Der zweite rechtliche Aspekt des Falles ergibt sich aus dem Zusammenspiel von § 3 Abs. 3 EFZG und der zitierten Regelung in § 8 EFZG.Gemäß § 3 Abs. 3 EFZG entsteht ein Anspruch auf Entgeltfortzahlung erst nach vierwöchiger ununterbrochener Dauer des Arbeitsverhältnisses. Für die geforderten vier Wochen „ununterbrochener“ Beschäftigung ist dabei die tatsächliche Erbringung von Arbeitsleistung nicht notwendig. Es kommt allein auf den rechtlichen Bestand des Arbeitsverhältnisses an. Wird also das Arbeitsverhältnis eines erkrankten Arbeitnehmers vor Ablauf dieser sog. Wartezeit wieder beendet, ist die Entstehung eines Entgeltfortzahlungsanspruches grundsätzlich ausgeschlossen. 

Nach der Rechtsprechung steht allerdings auch die Wartefrist in § 3 Abs. 3 EFZG den zuvor beschriebenen Ansprüchen auf Entgeltfortzahlung für die Fälle der Beendigung des Arbeitsverhältnisses nicht entgegen. Kündigt der Arbeitgeber einem erkrankten Arbeitnehmer innerhalb der ersten vier Wochen der Beschäftigung krankheitsveranlasst das Arbeitsverhältnis, entsteht der Entgeltfortzahlungsanspruch dennoch für einen Zeitraum von sechs Wochen. 
§ 8 Abs. 1 S. 1 EFZG stellt den Arbeitnehmer somit bezüglich des Entgeltfortzahlungsanspruchs so, als wäre das Arbeitsverhältnis nicht beendet worden. Im Umkehrschluss bedeutet dies wiederum für die Wartezeit im Sinne des § 3 Abs. 3 EFZG eine Fiktion. Sie gilt bei krankheitsveranlasster Kündigung sozusagen als erfüllt, sodass dem Arbeitnehmer trotz Beendigung des Arbeitsverhältnisses auch nach Ablauf der vier Wochen Wartezeit noch derselbe Anspruch auf Entgeltfortzahlung zusteht, wie einem Arbeitnehmer, dessen Arbeitsverhältnis nicht innerhalb der Wartezeit gekündigt wurde.

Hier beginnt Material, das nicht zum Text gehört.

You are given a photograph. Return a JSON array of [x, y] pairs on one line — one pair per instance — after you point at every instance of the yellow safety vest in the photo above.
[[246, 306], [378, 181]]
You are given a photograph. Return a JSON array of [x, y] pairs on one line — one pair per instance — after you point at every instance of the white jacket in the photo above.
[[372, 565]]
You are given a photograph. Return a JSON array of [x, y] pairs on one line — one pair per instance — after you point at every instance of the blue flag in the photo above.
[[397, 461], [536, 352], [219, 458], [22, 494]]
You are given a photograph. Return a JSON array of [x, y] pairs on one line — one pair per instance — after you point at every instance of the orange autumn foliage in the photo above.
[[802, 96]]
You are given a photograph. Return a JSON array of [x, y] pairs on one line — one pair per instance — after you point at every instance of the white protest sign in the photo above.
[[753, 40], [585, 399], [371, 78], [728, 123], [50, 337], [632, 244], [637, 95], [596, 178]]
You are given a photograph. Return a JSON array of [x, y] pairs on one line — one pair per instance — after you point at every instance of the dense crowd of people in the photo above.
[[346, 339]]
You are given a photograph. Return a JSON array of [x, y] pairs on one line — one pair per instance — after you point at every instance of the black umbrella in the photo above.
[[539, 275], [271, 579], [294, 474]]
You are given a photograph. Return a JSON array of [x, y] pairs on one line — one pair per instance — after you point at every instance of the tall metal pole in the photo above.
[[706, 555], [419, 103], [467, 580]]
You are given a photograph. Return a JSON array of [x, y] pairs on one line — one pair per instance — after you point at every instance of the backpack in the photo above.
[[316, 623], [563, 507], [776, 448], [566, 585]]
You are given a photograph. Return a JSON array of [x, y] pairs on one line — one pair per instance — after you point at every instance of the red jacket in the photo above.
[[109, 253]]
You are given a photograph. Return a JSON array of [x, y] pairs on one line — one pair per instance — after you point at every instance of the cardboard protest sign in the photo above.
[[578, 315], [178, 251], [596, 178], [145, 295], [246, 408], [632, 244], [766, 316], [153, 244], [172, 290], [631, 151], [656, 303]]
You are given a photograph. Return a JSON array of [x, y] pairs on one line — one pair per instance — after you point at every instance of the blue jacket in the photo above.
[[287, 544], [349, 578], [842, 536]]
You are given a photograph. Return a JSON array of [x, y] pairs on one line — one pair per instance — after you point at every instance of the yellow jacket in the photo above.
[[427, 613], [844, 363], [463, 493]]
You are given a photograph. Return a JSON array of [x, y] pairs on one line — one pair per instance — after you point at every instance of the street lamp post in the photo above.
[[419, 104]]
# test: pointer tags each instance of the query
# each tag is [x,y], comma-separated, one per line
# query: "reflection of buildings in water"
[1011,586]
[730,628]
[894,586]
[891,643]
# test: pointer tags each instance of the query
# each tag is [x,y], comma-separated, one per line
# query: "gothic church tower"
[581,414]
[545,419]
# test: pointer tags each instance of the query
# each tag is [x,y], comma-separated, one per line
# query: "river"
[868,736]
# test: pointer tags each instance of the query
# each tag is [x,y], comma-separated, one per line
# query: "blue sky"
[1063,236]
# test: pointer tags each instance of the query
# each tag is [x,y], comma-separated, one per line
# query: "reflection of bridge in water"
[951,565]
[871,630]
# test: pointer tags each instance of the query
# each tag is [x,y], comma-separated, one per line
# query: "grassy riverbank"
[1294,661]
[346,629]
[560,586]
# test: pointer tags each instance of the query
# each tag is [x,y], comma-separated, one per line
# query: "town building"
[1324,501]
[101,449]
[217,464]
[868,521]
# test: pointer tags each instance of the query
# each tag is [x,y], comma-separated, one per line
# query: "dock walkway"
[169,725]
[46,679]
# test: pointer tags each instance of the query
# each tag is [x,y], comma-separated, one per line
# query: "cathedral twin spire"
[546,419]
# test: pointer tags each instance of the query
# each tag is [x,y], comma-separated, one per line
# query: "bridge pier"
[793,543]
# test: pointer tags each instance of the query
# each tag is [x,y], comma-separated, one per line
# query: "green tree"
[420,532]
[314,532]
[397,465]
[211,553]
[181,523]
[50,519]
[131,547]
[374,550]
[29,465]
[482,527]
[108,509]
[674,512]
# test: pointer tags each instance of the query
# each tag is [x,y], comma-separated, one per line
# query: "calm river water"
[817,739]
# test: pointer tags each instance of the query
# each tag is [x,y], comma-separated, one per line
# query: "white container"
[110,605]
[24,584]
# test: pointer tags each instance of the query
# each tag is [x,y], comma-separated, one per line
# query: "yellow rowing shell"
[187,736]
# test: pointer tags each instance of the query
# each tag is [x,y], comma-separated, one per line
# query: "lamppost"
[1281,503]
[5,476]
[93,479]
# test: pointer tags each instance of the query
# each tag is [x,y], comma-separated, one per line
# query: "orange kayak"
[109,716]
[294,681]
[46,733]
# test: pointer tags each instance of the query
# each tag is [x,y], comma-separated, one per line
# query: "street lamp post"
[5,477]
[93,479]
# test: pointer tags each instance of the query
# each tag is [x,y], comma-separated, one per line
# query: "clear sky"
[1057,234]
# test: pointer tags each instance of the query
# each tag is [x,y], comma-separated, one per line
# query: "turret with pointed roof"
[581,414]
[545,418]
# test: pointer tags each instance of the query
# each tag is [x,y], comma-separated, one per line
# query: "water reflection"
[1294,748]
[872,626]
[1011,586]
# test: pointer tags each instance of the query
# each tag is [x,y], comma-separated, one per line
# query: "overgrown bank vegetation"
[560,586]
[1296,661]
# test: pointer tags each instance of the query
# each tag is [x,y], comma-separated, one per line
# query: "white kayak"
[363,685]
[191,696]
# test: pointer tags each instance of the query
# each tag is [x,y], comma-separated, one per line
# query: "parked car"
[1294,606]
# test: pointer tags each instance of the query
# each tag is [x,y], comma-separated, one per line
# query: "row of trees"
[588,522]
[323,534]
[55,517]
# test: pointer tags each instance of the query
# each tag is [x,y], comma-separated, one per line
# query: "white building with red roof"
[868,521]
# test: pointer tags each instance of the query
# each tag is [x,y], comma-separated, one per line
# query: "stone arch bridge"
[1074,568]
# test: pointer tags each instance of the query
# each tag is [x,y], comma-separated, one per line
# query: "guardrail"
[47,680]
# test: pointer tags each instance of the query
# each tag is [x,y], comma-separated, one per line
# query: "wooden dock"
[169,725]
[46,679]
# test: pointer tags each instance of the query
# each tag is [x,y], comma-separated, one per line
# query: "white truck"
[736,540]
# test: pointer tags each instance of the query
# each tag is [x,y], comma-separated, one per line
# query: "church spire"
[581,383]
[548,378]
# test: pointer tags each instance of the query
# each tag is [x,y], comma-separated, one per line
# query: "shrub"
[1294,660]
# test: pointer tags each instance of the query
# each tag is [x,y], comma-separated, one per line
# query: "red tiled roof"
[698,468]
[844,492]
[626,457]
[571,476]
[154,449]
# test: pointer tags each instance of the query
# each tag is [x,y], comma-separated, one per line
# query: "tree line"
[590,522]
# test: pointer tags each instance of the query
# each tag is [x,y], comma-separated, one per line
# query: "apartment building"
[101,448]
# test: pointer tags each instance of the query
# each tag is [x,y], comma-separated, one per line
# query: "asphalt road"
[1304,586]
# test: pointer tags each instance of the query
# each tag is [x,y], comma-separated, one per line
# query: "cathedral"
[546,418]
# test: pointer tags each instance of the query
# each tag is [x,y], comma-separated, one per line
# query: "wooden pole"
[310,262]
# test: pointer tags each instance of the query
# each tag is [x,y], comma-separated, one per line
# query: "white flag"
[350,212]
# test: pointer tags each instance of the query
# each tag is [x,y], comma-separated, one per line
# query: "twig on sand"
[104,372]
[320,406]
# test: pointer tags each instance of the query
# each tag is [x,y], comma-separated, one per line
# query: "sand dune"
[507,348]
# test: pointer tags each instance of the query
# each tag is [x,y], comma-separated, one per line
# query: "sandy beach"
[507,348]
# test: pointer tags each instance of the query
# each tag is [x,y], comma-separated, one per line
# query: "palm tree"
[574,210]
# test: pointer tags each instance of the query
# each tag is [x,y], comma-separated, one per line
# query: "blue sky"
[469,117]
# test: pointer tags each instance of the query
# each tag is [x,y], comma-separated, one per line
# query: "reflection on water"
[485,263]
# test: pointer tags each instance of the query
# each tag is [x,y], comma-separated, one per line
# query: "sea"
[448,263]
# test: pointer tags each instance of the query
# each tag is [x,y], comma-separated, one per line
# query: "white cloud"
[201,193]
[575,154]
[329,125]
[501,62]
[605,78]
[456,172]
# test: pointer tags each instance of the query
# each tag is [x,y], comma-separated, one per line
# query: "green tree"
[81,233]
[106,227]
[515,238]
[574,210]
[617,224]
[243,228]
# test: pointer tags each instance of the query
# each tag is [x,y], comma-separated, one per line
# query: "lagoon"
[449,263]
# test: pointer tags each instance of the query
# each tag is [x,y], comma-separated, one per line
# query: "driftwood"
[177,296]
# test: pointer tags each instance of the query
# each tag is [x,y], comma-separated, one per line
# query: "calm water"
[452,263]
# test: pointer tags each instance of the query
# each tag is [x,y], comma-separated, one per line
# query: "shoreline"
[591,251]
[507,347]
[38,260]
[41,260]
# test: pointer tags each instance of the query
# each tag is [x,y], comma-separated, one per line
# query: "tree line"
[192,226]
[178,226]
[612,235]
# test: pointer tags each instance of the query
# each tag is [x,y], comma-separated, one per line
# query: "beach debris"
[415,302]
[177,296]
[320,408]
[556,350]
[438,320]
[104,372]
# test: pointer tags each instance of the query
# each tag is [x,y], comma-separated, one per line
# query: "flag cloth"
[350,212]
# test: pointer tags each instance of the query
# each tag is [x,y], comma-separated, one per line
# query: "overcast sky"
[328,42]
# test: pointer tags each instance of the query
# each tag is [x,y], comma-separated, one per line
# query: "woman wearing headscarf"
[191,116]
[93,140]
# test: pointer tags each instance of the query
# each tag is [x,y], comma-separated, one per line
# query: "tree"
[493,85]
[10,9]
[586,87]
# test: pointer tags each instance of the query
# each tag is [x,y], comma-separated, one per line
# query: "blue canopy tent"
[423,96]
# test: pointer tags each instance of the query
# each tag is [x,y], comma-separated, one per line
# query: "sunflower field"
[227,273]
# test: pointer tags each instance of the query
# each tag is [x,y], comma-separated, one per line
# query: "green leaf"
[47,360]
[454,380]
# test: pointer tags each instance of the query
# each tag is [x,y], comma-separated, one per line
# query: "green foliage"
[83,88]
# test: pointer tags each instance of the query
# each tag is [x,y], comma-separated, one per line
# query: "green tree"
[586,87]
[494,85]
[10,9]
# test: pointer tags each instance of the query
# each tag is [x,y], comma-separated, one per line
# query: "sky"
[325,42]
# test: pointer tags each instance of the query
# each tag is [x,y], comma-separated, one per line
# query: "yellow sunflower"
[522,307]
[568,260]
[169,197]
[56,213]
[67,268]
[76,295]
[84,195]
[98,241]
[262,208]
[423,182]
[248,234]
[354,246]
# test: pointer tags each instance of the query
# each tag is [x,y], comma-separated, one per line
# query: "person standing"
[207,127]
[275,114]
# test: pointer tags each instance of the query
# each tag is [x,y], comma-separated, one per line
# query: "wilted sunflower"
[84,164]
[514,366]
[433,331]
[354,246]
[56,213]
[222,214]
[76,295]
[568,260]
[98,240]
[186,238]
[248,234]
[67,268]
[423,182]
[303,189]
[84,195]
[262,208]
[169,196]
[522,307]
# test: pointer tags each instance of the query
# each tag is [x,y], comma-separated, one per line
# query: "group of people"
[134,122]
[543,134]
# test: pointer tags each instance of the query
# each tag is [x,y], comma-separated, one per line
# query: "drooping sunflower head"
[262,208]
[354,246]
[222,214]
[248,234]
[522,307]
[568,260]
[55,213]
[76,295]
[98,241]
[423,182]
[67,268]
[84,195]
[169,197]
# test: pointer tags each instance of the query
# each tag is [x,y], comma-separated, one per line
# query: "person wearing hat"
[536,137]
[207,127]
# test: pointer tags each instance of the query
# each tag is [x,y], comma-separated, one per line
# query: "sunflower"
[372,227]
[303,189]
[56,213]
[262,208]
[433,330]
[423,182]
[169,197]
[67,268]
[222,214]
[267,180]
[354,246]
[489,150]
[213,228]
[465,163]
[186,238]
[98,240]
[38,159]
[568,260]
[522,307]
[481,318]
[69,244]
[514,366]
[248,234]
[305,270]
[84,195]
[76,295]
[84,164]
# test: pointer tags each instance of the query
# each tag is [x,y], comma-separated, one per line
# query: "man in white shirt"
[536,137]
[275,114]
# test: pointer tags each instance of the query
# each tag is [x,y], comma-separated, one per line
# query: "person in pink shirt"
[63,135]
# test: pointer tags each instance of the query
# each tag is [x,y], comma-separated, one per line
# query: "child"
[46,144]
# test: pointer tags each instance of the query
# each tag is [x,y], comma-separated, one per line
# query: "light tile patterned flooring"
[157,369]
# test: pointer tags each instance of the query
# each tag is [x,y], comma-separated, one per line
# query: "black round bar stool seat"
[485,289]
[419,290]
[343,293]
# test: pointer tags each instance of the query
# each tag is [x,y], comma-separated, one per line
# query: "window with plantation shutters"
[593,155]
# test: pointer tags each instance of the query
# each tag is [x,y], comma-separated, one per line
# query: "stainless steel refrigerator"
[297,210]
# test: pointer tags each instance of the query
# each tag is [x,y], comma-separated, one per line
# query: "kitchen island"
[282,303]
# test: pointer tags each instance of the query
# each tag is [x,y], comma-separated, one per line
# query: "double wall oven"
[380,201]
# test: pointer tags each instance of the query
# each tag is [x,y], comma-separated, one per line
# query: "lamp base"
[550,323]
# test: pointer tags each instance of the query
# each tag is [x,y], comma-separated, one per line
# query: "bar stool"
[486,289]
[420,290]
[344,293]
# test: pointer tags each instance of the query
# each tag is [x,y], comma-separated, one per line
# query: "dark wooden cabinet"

Die Rechtsprechung entscheidet weiterhin für Fälle, in denen das Arbeitsverhältnis nicht beendet wird und die Arbeitsunfähigkeit über die Wartezeit hinaus besteht, die in die Wartezeit fallenden Krankheitstage nicht auf den sechswöchigen Entgeltfortzahlungsanspruch anzurechnen (vgl. BAG, Urteil vom 26.05.1999 – 5 AZR 476/98). Daraus folgend beginnt der sechswöchige Entgeltfortzahlungsanspruch erst nach Ablauf der vierwöchigen Wartezeit, besteht dann aber für einen Zeitraum von sechs Wochen. Auch wenn der Arbeitnehmer bereits innerhalb der Wartezeit für mehrere Tage erkrankt war, verkürzt sich der sechswöchige Zeitraum nicht.

Praxishinweis

Im vorliegenden Fall konnte eine Entgeltfortzahlung durch Widerlegung der Anscheinsvermutung vermieden werden, da dem Arbeitgeber die Arbeitsunfähigkeitsbescheinigungen erst nach Ausspruch der Kündigung zugingen und mithin keine Kenntnis von der Arbeitsunfähigkeit bestand. 
Grundsätzlich bedeutet dies aber auch, dass in dem beschriebenen Fall einer Probezeitkündigung ungeachtet der Geltung des Kündigungsschutzgesetzes den jeweiligen Kündigungsgründen weitergehende Bedeutung zukommt, um eine eventuelle Anscheinsvermutung einer Kündigung „aus Anlass der Arbeitsunfähigkeit“ zu widerlegen.